Their euphoria is palpable. They will spend the next three months basking in this achievement, and all of them will look a back on the 100 days between Match Day and July 1 as some of the sweetest in their lives. They can finally flush away all the midnight cramming for exams, interviews, and living off loans (and Mom and Dad) to start their journey to patient care, prestige, and an actual income. Then the new intern class meets with me on the last day of June for the first time in their official role as a resident. And what do I tell them? “It's reality time. You are a now glorified social worker.”
Sounds a bit rough for the first day, doesn't it? But it depends on how you look at it. Our expectations are a huge component of judging how we are doing in life. New interns expect lots of procedures (that were promised by the program director), time off for personal pursuits, and opportunities to explore the various niches of our incredible specialty.
But what about the social problems that will inevitably darken their door? What's the deal with those? New residents don't always see this coming, and they never had a class in medical school about how to manage these problems. (Med schools avoid this topic so they all don't drop out and get MBAs.)
Medical students rotating in the ED often get to cherry-pick cases. They get the lacerations, UTIs, simple orthopedic cases, and the like. They also get pulled over by residents and attendings to see the STEMIs, obvious CVAs, seizures, and great traumas. They get a courtside seat for the sexy stuff that EPs get to do. It's not that they do not see the chronic pain, drug abuse, borderlines, and domestic violence cases, but that ball will inevitably land in the resident's court, and the students will be spared the painful dispositions, cranky consultants, and families saying, “You have to do something.”
Those of you in training know these patients well.

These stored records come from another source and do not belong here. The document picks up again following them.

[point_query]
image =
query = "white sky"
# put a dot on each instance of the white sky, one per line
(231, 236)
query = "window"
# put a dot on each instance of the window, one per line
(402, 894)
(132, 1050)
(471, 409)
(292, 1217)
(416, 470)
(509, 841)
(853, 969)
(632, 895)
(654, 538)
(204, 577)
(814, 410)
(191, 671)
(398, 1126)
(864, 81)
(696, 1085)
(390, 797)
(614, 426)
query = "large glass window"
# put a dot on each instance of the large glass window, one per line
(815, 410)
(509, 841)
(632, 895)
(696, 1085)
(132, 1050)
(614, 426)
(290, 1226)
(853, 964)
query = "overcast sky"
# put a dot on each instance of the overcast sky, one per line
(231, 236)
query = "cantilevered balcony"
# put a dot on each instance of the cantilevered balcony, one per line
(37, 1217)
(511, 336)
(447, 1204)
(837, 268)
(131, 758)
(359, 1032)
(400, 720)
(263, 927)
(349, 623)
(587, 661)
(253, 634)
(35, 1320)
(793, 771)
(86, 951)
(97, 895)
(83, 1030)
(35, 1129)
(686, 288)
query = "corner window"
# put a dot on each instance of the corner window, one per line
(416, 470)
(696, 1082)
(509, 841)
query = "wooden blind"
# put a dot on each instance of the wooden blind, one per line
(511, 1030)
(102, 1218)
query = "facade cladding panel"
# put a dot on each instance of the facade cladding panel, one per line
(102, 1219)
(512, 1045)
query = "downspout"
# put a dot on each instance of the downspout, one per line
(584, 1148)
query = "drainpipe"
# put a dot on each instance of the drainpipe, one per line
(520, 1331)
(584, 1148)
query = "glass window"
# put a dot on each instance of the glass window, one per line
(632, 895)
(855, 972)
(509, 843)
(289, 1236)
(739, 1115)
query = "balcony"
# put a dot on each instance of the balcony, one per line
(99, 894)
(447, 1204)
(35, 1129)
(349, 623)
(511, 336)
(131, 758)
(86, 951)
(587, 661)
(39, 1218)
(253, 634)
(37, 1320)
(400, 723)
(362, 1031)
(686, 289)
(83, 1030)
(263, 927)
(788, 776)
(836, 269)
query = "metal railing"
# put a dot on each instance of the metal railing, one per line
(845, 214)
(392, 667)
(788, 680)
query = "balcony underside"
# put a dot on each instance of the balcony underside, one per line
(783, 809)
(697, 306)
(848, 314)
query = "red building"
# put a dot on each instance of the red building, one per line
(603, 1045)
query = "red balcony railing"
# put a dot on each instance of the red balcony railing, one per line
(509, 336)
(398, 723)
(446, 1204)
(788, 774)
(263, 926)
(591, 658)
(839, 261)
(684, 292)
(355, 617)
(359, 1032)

You refer to them on a first-name basis with your classmates as you routinely play a casual game of one-upmanship. (The resident who has seen a patient the most or who saw him last gets the most points.) But you are beginning to realize as you progress through your career that shifts will eventually become less about the cool stuff you did and more about how much anguish these types of patients will cause you on any given day.
But is it really that bad? After all, what's wrong with being a social worker? Figuring out the right approach for these patients is incredibly difficult and takes years of training. Acquiring these soft skills help you avoid the verbal land mines that will escalate the frustration and help you develop the catch-phrases that streamline the amount of time you spend with them while juggling your other patients. Managing these patients is the real art of emergency medicine. This is why seasoned consultants at your hospital will shake their head, and say to you, “I don't know how you do this day after day.”
This is why you will be paid really, really well. And this is why you are worth every nickel of it. This work is hard.
Telling you to “embrace it” is patronizing at best, but I can tell you that our specialty has so many more tools than ever before. I come from an era when CTs just barely existed, ultrasound machines were as big as refrigerators, and everyone in the hospital looked down on us. You are in a great place, but you have to accept the downside of emergency medicine with the upside. If you do not enter residency with some understanding of this, it makes the pill called “reality” that much harder to swallow.